A few weeks before the end of the excavation season, the  
archaeologists cleared away rocks from an entrance to the temple and  
found themselves staring at a mural. It was staring back. A catlike  
eye was the first thing they saw, and when they exposed the rest of  
the mural they found that the eye belonged to a fox nestled inside  
the womb of a llama.

Within days, Duncan spied a prominent rock on a ridge to the east. It  
lined up with the center of the offering chamber, midway between its  
front and back openings. The rock appeared to have been shaped into  
the profile of a face and placed on the ridge.
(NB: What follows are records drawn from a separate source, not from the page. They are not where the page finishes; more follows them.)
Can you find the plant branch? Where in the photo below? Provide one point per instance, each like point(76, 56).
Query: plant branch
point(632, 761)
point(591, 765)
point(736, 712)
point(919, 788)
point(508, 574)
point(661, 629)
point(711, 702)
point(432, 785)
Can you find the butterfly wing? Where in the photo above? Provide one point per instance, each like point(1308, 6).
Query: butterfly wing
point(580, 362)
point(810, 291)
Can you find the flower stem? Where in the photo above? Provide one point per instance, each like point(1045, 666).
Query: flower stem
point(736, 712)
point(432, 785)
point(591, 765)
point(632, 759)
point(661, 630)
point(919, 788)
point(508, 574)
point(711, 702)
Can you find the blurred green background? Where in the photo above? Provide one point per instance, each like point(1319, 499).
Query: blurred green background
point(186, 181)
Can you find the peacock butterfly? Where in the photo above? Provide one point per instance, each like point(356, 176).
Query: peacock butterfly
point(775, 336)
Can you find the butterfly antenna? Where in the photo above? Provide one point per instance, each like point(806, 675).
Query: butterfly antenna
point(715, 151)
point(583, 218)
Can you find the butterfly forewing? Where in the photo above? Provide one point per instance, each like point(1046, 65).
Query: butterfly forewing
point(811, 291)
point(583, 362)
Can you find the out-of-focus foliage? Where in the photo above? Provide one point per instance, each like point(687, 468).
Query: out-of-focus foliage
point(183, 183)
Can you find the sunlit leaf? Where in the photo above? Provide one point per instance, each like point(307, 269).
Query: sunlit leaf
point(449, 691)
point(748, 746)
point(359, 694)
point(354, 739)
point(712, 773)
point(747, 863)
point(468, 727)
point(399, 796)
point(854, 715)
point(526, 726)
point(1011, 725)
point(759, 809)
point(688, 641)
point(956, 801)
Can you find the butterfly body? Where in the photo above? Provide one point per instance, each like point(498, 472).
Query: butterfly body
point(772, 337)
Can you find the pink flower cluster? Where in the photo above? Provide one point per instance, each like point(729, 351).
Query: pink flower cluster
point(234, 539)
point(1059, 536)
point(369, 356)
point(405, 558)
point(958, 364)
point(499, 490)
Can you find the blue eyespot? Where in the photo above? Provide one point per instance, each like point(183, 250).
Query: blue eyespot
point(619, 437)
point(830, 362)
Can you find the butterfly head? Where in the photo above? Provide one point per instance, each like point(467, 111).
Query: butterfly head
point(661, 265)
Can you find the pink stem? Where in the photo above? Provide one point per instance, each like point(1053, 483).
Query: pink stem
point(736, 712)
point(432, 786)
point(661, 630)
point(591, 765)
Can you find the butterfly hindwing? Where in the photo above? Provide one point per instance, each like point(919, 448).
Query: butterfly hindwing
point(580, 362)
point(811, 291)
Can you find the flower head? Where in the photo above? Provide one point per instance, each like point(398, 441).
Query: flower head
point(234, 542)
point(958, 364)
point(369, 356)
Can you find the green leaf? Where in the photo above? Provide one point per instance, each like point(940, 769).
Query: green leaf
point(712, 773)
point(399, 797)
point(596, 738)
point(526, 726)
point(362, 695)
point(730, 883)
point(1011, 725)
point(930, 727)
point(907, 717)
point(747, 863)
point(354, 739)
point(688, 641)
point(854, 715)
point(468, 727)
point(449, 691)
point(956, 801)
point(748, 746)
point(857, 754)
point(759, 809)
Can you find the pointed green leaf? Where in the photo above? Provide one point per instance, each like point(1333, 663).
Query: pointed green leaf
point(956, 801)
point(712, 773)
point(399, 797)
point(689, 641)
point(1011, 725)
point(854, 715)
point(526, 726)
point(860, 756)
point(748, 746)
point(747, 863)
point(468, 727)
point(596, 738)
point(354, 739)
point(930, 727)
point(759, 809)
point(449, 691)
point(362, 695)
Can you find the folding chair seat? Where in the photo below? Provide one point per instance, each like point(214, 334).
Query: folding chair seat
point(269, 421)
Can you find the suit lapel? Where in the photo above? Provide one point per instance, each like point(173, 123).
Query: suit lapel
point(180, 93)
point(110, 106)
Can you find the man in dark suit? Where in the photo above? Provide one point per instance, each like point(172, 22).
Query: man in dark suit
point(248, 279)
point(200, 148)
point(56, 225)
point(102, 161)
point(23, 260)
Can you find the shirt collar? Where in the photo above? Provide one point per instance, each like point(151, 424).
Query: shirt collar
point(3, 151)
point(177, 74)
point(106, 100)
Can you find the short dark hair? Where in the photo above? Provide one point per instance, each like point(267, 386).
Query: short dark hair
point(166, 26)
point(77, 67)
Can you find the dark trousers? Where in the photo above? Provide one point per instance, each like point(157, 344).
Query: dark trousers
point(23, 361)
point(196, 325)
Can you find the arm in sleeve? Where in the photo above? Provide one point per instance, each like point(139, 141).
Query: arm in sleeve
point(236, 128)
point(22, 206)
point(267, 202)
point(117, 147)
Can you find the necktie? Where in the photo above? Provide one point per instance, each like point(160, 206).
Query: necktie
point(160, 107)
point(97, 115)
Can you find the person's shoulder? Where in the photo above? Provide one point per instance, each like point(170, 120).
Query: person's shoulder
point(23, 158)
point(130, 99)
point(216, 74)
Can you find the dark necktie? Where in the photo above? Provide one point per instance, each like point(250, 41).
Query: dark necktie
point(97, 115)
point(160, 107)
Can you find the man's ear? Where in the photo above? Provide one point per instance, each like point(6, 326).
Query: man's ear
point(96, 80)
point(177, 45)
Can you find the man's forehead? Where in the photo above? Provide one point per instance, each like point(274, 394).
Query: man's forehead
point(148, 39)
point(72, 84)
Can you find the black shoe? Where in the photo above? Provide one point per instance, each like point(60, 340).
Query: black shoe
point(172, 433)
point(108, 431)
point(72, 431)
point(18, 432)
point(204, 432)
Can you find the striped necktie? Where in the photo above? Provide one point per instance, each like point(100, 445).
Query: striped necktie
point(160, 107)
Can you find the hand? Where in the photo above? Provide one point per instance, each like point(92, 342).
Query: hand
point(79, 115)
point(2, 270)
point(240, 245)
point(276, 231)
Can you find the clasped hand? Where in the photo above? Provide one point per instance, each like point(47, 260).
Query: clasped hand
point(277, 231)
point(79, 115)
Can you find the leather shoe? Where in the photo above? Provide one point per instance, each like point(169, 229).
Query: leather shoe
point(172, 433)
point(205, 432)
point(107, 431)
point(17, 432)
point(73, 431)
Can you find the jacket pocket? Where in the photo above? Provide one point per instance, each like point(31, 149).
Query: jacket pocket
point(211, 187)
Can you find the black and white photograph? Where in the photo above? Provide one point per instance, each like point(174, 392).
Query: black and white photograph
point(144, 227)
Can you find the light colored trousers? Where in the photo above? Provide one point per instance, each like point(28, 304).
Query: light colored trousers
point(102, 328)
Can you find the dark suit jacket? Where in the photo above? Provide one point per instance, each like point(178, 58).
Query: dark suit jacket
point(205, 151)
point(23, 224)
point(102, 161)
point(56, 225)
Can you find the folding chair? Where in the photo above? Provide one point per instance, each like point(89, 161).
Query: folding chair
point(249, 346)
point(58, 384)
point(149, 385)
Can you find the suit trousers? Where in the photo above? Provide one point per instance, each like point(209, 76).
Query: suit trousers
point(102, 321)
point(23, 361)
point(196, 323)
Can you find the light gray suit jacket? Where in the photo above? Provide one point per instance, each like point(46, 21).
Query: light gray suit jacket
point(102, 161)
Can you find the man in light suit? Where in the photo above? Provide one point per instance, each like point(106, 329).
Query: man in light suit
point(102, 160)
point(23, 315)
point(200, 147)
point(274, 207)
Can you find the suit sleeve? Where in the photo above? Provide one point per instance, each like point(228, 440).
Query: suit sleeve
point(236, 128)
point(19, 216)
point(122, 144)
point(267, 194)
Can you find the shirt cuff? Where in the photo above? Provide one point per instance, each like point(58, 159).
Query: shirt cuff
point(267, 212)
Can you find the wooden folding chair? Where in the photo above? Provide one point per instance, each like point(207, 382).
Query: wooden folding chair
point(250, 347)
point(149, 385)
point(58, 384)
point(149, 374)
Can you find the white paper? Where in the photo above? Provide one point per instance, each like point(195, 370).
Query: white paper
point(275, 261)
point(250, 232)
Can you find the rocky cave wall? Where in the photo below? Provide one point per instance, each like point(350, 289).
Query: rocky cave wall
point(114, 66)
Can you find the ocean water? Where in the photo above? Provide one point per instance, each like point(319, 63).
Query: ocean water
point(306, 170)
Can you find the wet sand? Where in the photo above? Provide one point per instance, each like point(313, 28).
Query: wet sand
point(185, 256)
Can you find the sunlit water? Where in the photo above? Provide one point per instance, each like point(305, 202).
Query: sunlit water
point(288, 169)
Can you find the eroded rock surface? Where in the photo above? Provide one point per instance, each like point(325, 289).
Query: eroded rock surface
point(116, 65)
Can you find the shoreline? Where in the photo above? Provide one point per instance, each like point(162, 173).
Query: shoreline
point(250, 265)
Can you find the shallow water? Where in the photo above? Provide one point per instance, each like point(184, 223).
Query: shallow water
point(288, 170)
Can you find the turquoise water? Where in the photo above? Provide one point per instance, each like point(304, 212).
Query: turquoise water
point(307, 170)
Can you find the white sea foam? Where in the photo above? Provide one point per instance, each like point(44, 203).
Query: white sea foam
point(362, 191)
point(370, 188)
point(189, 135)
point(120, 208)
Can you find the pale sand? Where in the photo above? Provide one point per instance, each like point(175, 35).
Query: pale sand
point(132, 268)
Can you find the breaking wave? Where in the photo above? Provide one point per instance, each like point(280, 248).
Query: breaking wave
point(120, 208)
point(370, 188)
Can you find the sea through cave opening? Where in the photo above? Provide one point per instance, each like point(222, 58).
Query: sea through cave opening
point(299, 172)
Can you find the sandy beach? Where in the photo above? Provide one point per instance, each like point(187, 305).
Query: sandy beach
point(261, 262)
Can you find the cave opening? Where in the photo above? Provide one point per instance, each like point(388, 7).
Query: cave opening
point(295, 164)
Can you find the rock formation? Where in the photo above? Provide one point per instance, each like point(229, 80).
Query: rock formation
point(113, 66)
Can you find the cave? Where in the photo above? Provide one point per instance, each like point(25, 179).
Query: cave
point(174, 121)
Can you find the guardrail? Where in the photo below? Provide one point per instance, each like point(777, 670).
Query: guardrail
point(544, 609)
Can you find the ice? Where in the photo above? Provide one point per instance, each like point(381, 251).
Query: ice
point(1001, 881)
It occurred to Benfer  
that the temple may have been built to track the movements of the sun  
and stars.

He and his colleagues consulted astronomer Larry Adkins of Cerritos  
College in Norwalk, California. Adkins calculated that 4,200 years  
ago, on the summer solstice, the sun would have risen over the rock  
when viewed from the temple. And in the hours before dawn on the  
summer solstice, a starry fox constellation would have risen between  
two other large rocks that were placed on the same ridge.

Because the fox has been a potent symbol among many indigenous South  
Americans, representing water and cultivation, Benfer speculates that  
the temple's fox mural and apparent orientation to the fox  
constellation are clues to the structure's significance. He proposes  
that the "Temple of the Fox" functioned as a calendar, and that the  
people of Buena Vista used the temple to honor the deities and ask  
for good harvests—or good fishing—on the summer solstice, the  
beginning of the flooding season of the nearby Chillón River.

The idea of a stone calendar is further supported, the researchers  
say, by their 2005 discovery near the main temple of a mud plaster  
sculpture, three feet in diameter, of a frowning face. It resembles  
the sun, or maybe the moon, and is flanked by two animals, perhaps  
foxes. The face looks westward, oriented to the location of sunset on  
the winter solstice.

Other archaeologists are still evaluating the research, which has not  
yet been published in a scientific journal. But if Benfer is right,  
the Temple of the Fox is the oldest known structure in the New World  
used as a calendar.

For his part, Duncan says he maintains "a bit of scientific  
skepticism" about the temple's function as a calendar, even though,  
he says, that view supports his side in the debate about early  
Peruvian civilization. Calendars, after all, "coincide with  
agricultural societies." And referring to the vegetable-stuffed  
offering pit, he asks, "Why else would you build such a ceremonial  
temple and make offerings that were mostly plants?"

But Benfer hasn't given up on the theory that ancient Peruvians  
sustained themselves in large part from the sea. How else to explain  
all the fish bones and shells found at the site? And, he says, crops  
would fail if the fickle Chillón River did not overflow its banks and  
saturate the desert nearby, or if it flooded too much. "It's  
difficult to make it just on plants," he says.

So even after several seasons' worth of discoveries, Benfer and  
Duncan are still debating—collegially. As Benfer puts it, "I like it  
that his biases are different than mine."

Anne Bolen, a former staff member, is now managing editor of Geotimes.